When is it okay to send a patient home after a fall?
- Main question: Is this patient safe to be at home?
- As with any patient, you take a complete history:
- Presenting Complaint
- History of Presenting Complaint
- Past Medical History
- Family History
- Drug History:
- Polypharmacy
- Any new medications?
- Anti-hypertensives/anti-arrythmials - Long-term?
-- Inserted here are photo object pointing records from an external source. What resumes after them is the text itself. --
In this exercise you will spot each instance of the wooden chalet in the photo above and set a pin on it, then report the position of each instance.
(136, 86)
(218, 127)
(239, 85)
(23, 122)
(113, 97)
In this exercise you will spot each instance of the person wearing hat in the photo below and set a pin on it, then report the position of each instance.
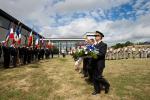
(6, 54)
(0, 50)
(99, 65)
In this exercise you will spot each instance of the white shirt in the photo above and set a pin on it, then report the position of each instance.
(98, 42)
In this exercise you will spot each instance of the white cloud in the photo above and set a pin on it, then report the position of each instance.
(40, 13)
(75, 5)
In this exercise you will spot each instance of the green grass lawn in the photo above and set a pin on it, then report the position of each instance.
(56, 79)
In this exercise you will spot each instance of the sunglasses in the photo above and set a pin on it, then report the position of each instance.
(96, 35)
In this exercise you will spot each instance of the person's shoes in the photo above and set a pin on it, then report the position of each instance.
(107, 89)
(95, 93)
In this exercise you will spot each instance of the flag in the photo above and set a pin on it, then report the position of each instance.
(11, 35)
(30, 39)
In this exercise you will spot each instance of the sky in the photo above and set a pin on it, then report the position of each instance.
(119, 20)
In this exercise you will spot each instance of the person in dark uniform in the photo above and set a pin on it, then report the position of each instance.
(52, 52)
(29, 53)
(24, 50)
(42, 53)
(0, 49)
(6, 55)
(47, 53)
(20, 50)
(85, 66)
(36, 53)
(14, 54)
(99, 65)
(90, 67)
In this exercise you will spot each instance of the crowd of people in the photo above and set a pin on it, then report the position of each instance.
(128, 52)
(14, 55)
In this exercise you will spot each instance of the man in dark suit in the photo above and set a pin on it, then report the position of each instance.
(99, 65)
(14, 52)
(6, 54)
(0, 49)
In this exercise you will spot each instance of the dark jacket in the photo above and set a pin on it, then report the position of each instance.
(102, 48)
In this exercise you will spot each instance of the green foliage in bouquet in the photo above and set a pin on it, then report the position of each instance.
(92, 54)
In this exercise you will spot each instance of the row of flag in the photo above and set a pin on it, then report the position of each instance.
(15, 38)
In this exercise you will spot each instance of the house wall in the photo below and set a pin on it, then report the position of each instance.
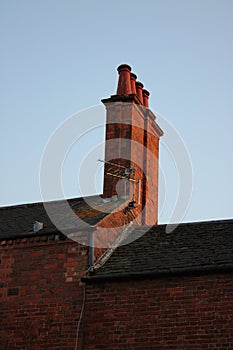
(41, 293)
(161, 313)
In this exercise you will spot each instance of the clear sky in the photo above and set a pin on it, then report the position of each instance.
(60, 57)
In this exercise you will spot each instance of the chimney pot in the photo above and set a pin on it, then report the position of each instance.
(139, 87)
(124, 83)
(133, 79)
(146, 95)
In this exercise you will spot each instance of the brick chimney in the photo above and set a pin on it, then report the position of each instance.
(132, 148)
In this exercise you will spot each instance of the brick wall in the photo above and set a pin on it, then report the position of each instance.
(41, 293)
(162, 313)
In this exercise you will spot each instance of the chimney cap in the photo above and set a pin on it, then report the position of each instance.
(139, 84)
(132, 75)
(146, 92)
(124, 67)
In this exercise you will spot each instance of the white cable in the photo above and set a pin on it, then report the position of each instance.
(81, 315)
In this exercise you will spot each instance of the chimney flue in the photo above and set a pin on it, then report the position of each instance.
(133, 79)
(124, 83)
(139, 87)
(146, 95)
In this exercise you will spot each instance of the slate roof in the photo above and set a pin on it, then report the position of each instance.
(191, 247)
(17, 221)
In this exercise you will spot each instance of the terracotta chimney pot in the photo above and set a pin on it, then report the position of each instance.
(124, 83)
(133, 79)
(146, 95)
(139, 87)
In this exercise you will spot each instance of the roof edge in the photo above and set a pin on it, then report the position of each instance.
(211, 269)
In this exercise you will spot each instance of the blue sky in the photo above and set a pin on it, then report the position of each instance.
(60, 57)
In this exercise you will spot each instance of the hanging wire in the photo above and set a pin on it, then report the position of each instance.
(81, 315)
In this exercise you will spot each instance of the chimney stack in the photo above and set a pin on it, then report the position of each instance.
(139, 87)
(133, 78)
(132, 150)
(146, 95)
(124, 83)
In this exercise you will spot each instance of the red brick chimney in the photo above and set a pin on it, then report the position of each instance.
(132, 148)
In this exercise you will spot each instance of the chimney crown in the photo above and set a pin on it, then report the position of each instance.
(124, 83)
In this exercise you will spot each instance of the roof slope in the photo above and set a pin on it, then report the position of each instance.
(17, 221)
(190, 247)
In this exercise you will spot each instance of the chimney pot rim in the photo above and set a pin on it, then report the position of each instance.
(138, 83)
(124, 67)
(133, 75)
(146, 92)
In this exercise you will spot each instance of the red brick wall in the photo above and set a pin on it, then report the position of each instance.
(41, 293)
(162, 313)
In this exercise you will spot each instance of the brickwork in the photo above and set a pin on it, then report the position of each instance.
(133, 140)
(41, 293)
(163, 313)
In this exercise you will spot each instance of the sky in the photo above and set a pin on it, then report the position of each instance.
(60, 57)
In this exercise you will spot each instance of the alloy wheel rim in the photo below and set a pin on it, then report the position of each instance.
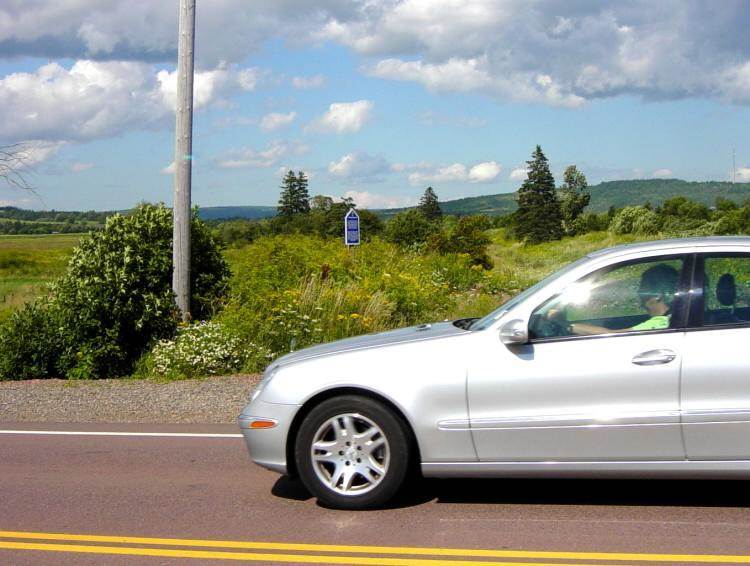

- Any drug which may induce drowsiness? - E.g. new analgesia, benzodiazepines, antidepressants, antipsychotics etc
- Have they had a recent medication review?
• Social History:
- Who does she live with?
- Does she have any help at home?
- Family close by?
- Any stairs?
- Any walking aids - Or other helpful household aids?
- Does she drink alcohol?
- Does she smoke cigarettes?
Depending on the patient’s history and the type of fall they’ve had you can use this to piece together the likelihood of them falling again upon returning home. Social and rug history will be more important here.